— Герр адмирал, есть идея. Почему бы нам не взять с собой несколько баллонов с кислородом? Последний транспорт из Полы доставил нам приспособление, которое называется «патрон воздухоочистки». Предполагается, что оно способно вытягивать из воздуха углекислый газ. С этими патронами и дополнительным запасом кислорода мы сможем продержаться от восхода до заката. Но есть одна загвоздка.
— Какая?
— Насколько мне известно, сжатый кислород в Шебенико имеется только на судоремонтной верфи, а та не подчиняется военно-морскому командованию. Если бы имелась возможность реквизировать часть…
Хайек сел за стол и яростно зачиркал пером по бумаге.
— Вот, Прохазка, это записка начальнику судоремонтной верфи. Реквизируйте столько баллонов, сколько вам нужно. Если понадобится, берите хоть под угрозой оружия. Но постарайтесь не убивать начальника, путь это и всего лишь презренный штатский. Всю бумажную работу и последующий скандал я беру на себя. Сейчас не время для бюрократических хитросплетений — не когда в море вражеские десантные суда, которые буквально просят, чтобы их потопили.

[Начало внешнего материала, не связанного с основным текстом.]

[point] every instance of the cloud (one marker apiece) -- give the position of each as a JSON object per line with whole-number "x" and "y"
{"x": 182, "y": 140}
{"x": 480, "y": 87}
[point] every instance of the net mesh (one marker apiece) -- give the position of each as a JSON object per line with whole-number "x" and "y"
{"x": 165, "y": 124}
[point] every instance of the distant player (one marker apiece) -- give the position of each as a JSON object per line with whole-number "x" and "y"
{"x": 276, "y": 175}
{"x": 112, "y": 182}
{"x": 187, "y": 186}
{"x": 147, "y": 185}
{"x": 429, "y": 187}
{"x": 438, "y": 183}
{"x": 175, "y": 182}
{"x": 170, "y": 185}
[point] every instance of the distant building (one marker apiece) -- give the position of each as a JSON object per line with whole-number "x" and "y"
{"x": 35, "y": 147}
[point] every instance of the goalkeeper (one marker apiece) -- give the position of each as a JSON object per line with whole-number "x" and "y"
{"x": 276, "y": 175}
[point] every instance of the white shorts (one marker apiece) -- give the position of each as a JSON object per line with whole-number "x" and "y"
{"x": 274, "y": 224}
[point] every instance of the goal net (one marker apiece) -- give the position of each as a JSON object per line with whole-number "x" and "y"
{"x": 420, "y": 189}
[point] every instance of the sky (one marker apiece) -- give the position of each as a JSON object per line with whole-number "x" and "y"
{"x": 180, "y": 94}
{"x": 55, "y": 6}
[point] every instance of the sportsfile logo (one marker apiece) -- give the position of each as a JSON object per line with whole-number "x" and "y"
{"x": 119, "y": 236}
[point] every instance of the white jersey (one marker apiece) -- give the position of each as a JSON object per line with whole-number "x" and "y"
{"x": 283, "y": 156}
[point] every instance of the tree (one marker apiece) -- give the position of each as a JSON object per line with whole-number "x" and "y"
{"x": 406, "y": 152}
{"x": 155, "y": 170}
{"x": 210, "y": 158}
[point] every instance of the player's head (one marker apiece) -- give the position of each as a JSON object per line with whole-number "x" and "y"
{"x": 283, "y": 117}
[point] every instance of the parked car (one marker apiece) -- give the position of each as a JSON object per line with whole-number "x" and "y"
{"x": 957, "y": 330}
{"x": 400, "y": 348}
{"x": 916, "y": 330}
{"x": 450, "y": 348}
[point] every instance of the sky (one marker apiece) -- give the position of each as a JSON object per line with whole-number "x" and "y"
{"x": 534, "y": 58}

В итоге кислородные баллоны, общим числом восемь штук, были надлежащим образом реквизированы у негодующего начальника верфи. Тот вопил, что мы настоящие воры и разбойники, которых следует отдать под трибунал и повесить. Батареи были заряжены, бензин и масло закачаны на борт, и U-8 приготовилась к выходу в море. Команда знала, что нечто намечается, но после разочарований последних недель особых надежд не питала. Что до меня, то я из соображений секретности решил не проронить ни слова о предстоящей операции, пока мы не отправимся в боевой поход. Но в глубине души жило опасение, что это будут очередные два дня бесплодных скитаний в море в попытке найти врага, которого простыл и след.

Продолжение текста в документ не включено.